Hoor de Geest. Handelingen 2:2

logoIdW

HOOR DE GEEST… (Handelingen 2,2)

Hemelvaart en Pinksteren zijn als vierdagen helemaal opzij gezet door Moederdag en Vaderdag. Dat besef drong onlangs weer eens goed tot mij door tijdens een vergadering met de leidsters van de zondagsschool in mijn gemeente. Toen zij mij te kennen gaven er niets voor te voelen om met Moederdag zondagsschool te houden.

Nou weet ik ook wel, dat het toch nooit lukt om het feest van ’s Heren Hemelvaart die viering te geven die het qua betekenis en rang verdient. En toegegeven, Pinksteren blijft een feest voor de elite. Voor niet-ingewijden valt er weinig te vieren. Toch heeft ook dit feest een geschiedenis. Die wordt verteld in het tweede deel van het evangelie van Lucas, beter bekend onder de naam Handelingen der Apostelen. Vanwege de plaats, die dit Bijbelboek inneemt binnen de canon van het Nieuwe Testament, kan ik de verleiding niet weerstaan om de uitstorting van de Geest te lezen als een soort ooggetuigenverslag. Op die mooie Pinksterdag in Jeruzalem gebeurde er echt iets: een windhoos, een daverend huis, een te hoop gelopen stad, openspringende deuren en nameloze lieden, die hun schuilplaats vergeten om te getuigen. Met zijn beschrijving van die hevige windvlaag die plotsklaps heel het huis vervult en allen die daarbinnen zijn, wekt Lucas de suggestie: Pinksteren kan je alleen maar ondergaan. Hoor je het dan niet. Voel je het dan niet. Hoe plotsklaps die geweldige windvlaag van top tot teen bezit van jou neemt. Laat het maar gebeuren. Maar als je eenmaal hebt gelezen over wat er gebeurde met Pinksteren op de vijftigste dag in Jeruzalem, kost het je moeite om nog verder te lezen. Voor je gevoel valt er daarna niets nieuws meer te beleven. Het verhaal is uit. Wat blijft is een ploeterende kerk, die van de Handelingen der Apostelen. En wie wil er in de kerk vandaag nog horen naar de lotgevallen en bekentenissen van ploeterende apostelen zoals Petrus en Paulus.
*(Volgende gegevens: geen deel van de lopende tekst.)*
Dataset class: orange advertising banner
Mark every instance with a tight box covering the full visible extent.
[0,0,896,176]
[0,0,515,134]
Van God uit bekeken is met Pinksteren alles heerlijk vervuld. De openbaring is af. Nu komt het erop aan dat wij ons door de Trooster laten vinden. Dat is wat Lucas met het tweede deel van zijn evangelie voor ogen stond. Hoe zouden wij Gods Geest kunnen weerstaan? Die machtige wind die in den beginne op het water zweefde, blaast nu over ons en door ons heen om in onze harten geloof, hoop en liefde te wekken. Het is door die Geest dat wij de moed vinden om onze comfortabele schuilplaatsen te verlaten. Waar wij waren weggekropen, om knus Moederdag en Vaderdag te vieren. We hadden ons daar verstopt voor de wereld met haar dwingende eisen en verwachtingen.

Maar als we diep in ons hart durven kijken, hadden we ons daar verstopt voor God. We durfden Hem niet meer onder ogen te komen uit angst niet goed genoeg te zijn.

Met Pinksteren voelen wij Gods aangezicht opnieuw over ons lichten. Wij worden met genade en vrede begroet. Dat geeft ons de moed en de durf om in de geschiedenis van die ploeterende kerk weer onze plaats als mens tegenover God in te nemen.